I'm not sure what the argument is for here. Saving a few bucks by NOT buying ECC?

You can get faster memory for cheaper, but most people that build servers don't build them for raw performance. They're built for stability and data integrity. If the difference of data security between non-ECC and ECC implementation was 98% and 100%, why not just go for that extra 2%?

Also, it's a blog. I can't take someone that says:

...as seriously or consider it as informative as whitepapers written by both the developers of the standard and the developers that USE that standard (FreeNAS).

The typical use case for not going with ECC memory is this.

I have an existing computer at my disposal that's just sitting there doing nothing. I want to re-purpose it and set up a home server to back up some of my files to.

Should the fact that my existing hardware is not / does not support ECC prevent me from choosing ZFS over another filesystem?

I say no, ZFS is still a perfectly valid option for this case and choosing another filesystem wont necessarily be safer.


So it's not 2% more. It's infinity% more. I have to pay $0 to re-purpose this existing hardware but I have to buy a new CPU, motherboard, and RAM just to gain ECC support.
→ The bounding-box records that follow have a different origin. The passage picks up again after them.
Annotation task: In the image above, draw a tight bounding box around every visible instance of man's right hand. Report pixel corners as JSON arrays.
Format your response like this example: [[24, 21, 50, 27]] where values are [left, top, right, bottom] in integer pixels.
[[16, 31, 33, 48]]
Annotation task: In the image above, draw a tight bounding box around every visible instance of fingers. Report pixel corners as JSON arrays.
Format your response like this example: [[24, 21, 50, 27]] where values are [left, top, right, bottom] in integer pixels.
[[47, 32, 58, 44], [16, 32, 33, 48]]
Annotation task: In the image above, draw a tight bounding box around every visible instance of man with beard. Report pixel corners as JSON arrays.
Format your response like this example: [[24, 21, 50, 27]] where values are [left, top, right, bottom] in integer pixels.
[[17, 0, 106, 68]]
Obviously if you start with nothing then choosing to go with ECC makes a lot of sense, but that isn't the only scenario to consider.
 
Ahhh, OK. Seems like people were getting uptight about buying new equipment, but it makes sense with regards to old equipment. Either have a server with old parts being useful and functional with a small margin for data loss, or have nothing at all since you don't want to spend hundreds or thousands more for new equipment.
Seems like if you're just doing something like a Plex server on FreeNAS or WinMCE recorder/server then it's no biggie, but if you're keeping tax documents and baby photos you'd want something more resilient.
 
Absolutely agree. I just think I see too much of the "must have all enterprise gear and ECC and everything" being "yelled" at to simple home-server folk, especially on the FreeNAS forums.

They get turned away and are told to use unRAID (ReiserFS), Linux (MDRAID on EXT4), or SnapRAID or FlexRAID on NTFS/EXT4.

But the argument here is that ZFS is not really "more" dangerous on a non-ECC system than these other filesystem configurations are. I would argue that ZFS on non-ECC can actually do things that make you safer than the other mentioned systems on non-ECC.

For instance, if you did have RAM going bad. You will know pretty quickly on ZFS as you will see CKSUM errors on scrub (but data is very likely not actually being overwritten/corrupted). And you can know to replace the RAM whereas on a more simple non check-summing FS you may be silently writing bad data for awhile before you realize.